通过²⁷Al偶极固态核磁共振光谱法探究了CsAl(SiO₃)₂和3Al₂O₃·2SiO₂中铝原子的空间排列。在一系列含铝模型晶体化合物中,²⁷Al对哈恩自旋回波脉冲序列的响应表明,如果将自旋回波响应曲线的评估限制在短演化期(2t₁≤0.10毫秒)内,定量的²⁷Al同核偶极二阶矩可在理论值的±20%范围内获得。此外,为确保定量结果,有必要选择性激发中心跃迁m = 1/2→ -1/2。影响磁化去相的自旋交换限制可能会在较长演化期使自旋回波衰减变慢。考虑到这些限制因素,该方法被用于探究两种铝硅酸盐材料中四面体位置间铝原子的空间分布。

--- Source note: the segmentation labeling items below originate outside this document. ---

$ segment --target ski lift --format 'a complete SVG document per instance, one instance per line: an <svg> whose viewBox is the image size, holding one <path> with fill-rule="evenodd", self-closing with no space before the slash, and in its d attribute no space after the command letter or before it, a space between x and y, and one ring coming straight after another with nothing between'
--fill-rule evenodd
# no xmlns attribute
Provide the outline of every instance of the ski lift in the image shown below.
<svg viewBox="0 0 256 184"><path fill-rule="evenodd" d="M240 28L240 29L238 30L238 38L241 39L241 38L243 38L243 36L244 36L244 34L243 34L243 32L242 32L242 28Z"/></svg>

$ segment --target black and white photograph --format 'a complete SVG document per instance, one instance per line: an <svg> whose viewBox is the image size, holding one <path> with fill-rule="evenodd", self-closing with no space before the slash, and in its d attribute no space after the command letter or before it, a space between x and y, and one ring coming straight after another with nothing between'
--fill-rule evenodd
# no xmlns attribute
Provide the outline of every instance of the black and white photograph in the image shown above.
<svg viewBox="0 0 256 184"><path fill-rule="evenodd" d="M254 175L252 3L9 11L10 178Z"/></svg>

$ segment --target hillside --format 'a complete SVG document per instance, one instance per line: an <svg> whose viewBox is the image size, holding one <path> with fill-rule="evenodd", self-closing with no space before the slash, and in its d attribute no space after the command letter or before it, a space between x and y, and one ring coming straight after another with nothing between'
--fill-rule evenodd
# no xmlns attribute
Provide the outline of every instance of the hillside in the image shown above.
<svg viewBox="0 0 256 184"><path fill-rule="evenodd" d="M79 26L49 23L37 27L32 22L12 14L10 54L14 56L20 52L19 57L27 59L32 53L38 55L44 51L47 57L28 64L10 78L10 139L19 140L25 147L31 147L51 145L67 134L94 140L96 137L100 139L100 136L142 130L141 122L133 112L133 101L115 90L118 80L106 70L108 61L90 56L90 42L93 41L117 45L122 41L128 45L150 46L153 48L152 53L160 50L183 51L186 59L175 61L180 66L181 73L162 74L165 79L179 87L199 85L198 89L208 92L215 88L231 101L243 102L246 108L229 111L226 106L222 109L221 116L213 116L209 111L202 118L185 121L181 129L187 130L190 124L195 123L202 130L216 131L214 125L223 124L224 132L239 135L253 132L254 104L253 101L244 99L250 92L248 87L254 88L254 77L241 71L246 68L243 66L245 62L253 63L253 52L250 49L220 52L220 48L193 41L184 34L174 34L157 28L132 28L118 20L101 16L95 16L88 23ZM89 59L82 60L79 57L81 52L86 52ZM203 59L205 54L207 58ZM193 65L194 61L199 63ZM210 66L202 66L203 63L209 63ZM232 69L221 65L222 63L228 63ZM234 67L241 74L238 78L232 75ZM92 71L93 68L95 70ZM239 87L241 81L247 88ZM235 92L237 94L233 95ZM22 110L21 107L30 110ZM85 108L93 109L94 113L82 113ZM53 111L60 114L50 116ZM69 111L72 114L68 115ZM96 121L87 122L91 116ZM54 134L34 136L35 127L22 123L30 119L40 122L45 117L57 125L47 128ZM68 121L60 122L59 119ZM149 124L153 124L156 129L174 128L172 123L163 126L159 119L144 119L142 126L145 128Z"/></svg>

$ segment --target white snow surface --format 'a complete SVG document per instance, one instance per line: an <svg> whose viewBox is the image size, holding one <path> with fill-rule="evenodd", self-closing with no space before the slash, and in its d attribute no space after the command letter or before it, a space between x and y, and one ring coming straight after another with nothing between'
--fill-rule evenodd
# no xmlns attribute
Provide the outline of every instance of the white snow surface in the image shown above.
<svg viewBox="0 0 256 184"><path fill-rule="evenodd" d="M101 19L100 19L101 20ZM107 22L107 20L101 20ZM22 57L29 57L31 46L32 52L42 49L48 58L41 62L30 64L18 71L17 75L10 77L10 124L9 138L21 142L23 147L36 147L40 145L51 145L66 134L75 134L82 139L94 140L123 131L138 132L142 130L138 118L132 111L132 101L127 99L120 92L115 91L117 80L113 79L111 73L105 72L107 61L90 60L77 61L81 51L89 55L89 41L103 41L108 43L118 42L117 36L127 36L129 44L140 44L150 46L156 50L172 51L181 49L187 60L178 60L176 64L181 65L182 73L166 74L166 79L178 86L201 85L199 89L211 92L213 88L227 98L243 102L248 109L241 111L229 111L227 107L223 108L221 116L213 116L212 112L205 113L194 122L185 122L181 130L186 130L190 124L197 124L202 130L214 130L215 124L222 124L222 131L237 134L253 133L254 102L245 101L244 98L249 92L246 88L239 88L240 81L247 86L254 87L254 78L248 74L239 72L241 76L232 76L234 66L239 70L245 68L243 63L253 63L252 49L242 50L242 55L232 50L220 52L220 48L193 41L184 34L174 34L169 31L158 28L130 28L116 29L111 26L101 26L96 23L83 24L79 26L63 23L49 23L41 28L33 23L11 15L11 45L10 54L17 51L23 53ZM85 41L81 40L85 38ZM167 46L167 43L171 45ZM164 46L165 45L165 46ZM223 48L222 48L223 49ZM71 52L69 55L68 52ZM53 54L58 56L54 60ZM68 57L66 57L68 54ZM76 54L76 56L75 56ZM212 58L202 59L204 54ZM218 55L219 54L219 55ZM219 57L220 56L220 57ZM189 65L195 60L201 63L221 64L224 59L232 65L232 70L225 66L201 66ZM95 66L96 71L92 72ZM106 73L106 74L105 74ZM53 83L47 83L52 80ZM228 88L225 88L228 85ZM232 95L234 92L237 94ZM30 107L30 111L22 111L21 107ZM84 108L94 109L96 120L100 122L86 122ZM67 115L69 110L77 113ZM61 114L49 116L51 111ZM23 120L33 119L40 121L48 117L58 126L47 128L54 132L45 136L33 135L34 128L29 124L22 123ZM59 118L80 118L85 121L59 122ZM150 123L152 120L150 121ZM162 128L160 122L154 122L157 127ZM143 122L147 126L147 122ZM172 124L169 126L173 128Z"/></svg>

将铝硅酸盐CsAl(SiO₃)₂(合成白榴石)和3Al₂O₃·2SiO₂(莫来石)的实验²⁷Al自旋回波响应数据与基于以下情况的理论数据进行了比较:(I) 四面体配位铝原子(Al(T(d) )-O-Al(T(d) ))之间不同程度的铝-氧-铝键形成;(II) Al(T(d) )-O-Al(T(d) )键的最大避免情况。二阶矩值及由此产生的回波衰减响应分析表明,晶体学上不同位置的铝原子间自旋交换的部分抑制可能导致3Al₂O₃·2SiO₂中²⁷Al自旋回波衰减,从而使数据的定量分析变得复杂。3Al₂O₃·2SiO₂的²⁹Si和²⁷Al魔角旋转(MAS)核磁共振谱与先前报道的一致。CsAl(SiO₃)₂的实验²⁷Al自旋回波响应行为不同于基于CsAl(SiO₃)₂中四面体铝位置间最大程度避免Al-O-Al键的理论响应行为。在CsAl(SiO₃)₂的²⁹Si和²⁷Al MAS谱中均观察到一个未分辨的单一共振峰。